2.5. Types of Coding

 [RFC8406] summarizes recommended terminology for Network Coding
 concepts and constructs.  In particular, the document identifies the
 following coding types (among many others):
 Block Coding:  Coding technique where the input Flow must first be
    segmented into a sequence of blocks; FEC encoding and decoding are
    performed independently on a per-block basis.
 Sliding Window Coding:  General class of coding techniques that rely
    on a sliding encoding window.
 The decoding scheme may not be able to decode all the symbols.  The
 chance of decoding the erased packets depends on the size of the
 encoding window, the coding rate, and the distribution of erasure in
 the transmission channel.  The FEC channel may let the client
 transmit information related to the need of supplementary symbols to
 adapt the level of reliability.  Partial and full reliability could
 be envisioned.
 Full reliability:  The receiver may hold symbols until the decoding
    of source symbols is possible.  In particular, if the codec does
    not enable a subset of the system to be inverted, the receiver
    would have to wait for a certain minimum amount of repair packets
    before it can recover all the source symbols.
 Partial reliability:  The receiver cannot deliver source symbols that
    could not have been decoded to the upper layer.  For a fixed size
    of encoding window (for Sliding Window Coding) or of blocks (for
    Block Coding) containing the source symbols, increasing the amount
    of repair symbols would increase the chances of recovering the
    erased symbols.  However, this would have an impact on memory
    requirements, the cost of encoding and decoding processes, and the
    network overhead.

3. FEC above the Transport

  | source                               ^ source
  | packets                              | packets
  v                                      |
 +-------------+                      +-------------+
 |FEC          |             signaling|FEC          |
 |             |             recovered|             |
 |             |               symbols|             |
 |             |                   <==|             |
 +-------------+                      +-------------+
  | source  ^                            ^ source
  | and/or  | sending                    | and/or
  | repair  | rate                       | repair
  | symbols | (or window)                | symbols
  v         |                            |
 +-------------+                      +-------------+
 |Transport    |               network|Transport    |
 |(incl. CC)   |           information|             |
 |             |network            <==|             |
 |             |packets               |             |
 +-------------+==>                   +-------------+
     SENDER                               RECEIVER
                   Figure 7: FEC above the Transport
 Figure 7 presents an architecture where FEC operates on top of the
 transport.
 The advantage of this approach is that the FEC overhead does not
 contribute to congestion in the network when congestion control is
 implemented at the transport layer, because the repair symbols are
 sent following the congestion window or rate determined by the CC
 mechanism.  This can result in an improved quality of experience for
 latency-sensitive applications such as Voice over IP (VoIP) or any
 not-fully reliable services.
 This approach requires that the transport protocol does not implement
 a fully reliable in-order data transfer service (e.g., like TCP).
 QUIC with the unreliable datagram extension [RFC9221] is an example
 of a protocol for which this is relevant.  In cases where the
 partially reliable transport is blocked and a fallback to a reliable
 transport is proposed, there is a risk for bad interactions between
 reliability at the transport level and coding schemes.  For reliable
 transfers, coding usage does not guarantee better performance;
 instead, it would mainly reduce goodput.

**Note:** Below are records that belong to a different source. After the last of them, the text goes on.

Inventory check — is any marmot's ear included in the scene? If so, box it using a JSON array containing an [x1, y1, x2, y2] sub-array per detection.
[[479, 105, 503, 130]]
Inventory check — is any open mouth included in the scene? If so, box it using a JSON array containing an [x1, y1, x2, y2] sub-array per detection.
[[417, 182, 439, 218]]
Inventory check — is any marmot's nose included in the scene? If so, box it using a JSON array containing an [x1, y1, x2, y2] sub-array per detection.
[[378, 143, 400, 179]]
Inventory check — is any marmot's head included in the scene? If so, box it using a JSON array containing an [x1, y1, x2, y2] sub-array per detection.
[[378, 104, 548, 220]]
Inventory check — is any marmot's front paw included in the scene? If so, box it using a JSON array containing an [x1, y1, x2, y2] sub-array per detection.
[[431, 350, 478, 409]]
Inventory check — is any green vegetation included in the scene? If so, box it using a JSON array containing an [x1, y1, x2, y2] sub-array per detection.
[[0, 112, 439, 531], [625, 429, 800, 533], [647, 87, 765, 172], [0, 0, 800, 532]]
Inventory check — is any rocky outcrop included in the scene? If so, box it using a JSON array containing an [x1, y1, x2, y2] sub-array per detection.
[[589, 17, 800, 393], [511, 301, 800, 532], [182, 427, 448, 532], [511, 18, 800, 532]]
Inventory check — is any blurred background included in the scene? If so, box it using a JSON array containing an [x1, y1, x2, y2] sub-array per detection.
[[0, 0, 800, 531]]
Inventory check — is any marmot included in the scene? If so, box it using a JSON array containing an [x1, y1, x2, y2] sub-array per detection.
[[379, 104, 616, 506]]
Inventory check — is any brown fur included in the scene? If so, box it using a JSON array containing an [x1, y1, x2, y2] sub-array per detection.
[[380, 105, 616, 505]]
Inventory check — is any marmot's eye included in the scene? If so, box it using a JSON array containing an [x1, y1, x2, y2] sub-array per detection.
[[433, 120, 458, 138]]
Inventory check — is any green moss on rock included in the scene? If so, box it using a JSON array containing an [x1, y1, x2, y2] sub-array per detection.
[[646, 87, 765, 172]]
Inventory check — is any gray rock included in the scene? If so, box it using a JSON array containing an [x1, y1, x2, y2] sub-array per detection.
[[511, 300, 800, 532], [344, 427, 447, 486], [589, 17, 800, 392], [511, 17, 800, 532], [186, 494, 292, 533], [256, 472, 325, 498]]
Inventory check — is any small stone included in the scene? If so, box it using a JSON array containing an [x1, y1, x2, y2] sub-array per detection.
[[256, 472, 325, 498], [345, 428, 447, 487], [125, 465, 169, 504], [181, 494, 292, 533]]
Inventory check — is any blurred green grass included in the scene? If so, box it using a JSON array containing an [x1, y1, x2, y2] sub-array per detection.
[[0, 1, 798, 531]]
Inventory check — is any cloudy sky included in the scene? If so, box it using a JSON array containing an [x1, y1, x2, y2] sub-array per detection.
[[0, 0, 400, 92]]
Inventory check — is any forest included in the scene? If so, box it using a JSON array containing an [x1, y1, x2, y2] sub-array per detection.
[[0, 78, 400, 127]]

3.1. Fairness and Impact on Non-coded Flows

 The addition of coding within the flow does not influence the
 interaction between coded and non-coded flows.  This interaction
 would mainly depend on the congestion controls associated with each
 flow.

3.2. Congestion Control and Recovered Symbols

 The congestion control mechanism receives network packets and may not
 be able to differentiate repair symbols from actual source ones.
 This differentiation requires a transport protocol to provide more
 than the services described in [RFC8095], such as specifically
 indicating what information has been repaired.  The relevance of
 adding coding at the application layer is related to the needs of the
 application.  For real-time applications using an unreliable or
 partially reliable transport, this approach may reduce the number of
 losses perceived by the application.

3.3. Interactions between Congestion Control and Coding Rates

 The coding rate applied at the application layer mainly depends on
 the available rate or congestion window given by the congestion
 control underneath.  The coding rate could be adapted to avoid adding
 overhead when the minimum required data rate of the application is
 not provided by the congestion control underneath.  When the
 congestion control allows sending faster than the application needs,
 adding coding can reduce packet losses and improve the quality of
 experience (provided that an unreliable or partially reliable
 transport is used).

3.4. On Useless Repair Symbols

 The only case where adding useless repair symbols does not obviously
 result in reduced goodput is when the application rate is limited
 (e.g., VoIP traffic).  In this case, useless repair symbols would
 only impact the amount of data generated in the network.  Extra data
 in the network can, however, increase the likelihood of increasing
 delay and/or packet loss, which could provoke a congestion control
 reaction that would degrade goodput.

3.5. On Partial Ordering at FEC Level

 Irrespective of the transport protocol, a FEC mechanism does not
 require implementing a reordering mechanism if the application does
 not need it.  However, if the application needs in-order delivery of
 packets, a reordering mechanism at the receiver is required.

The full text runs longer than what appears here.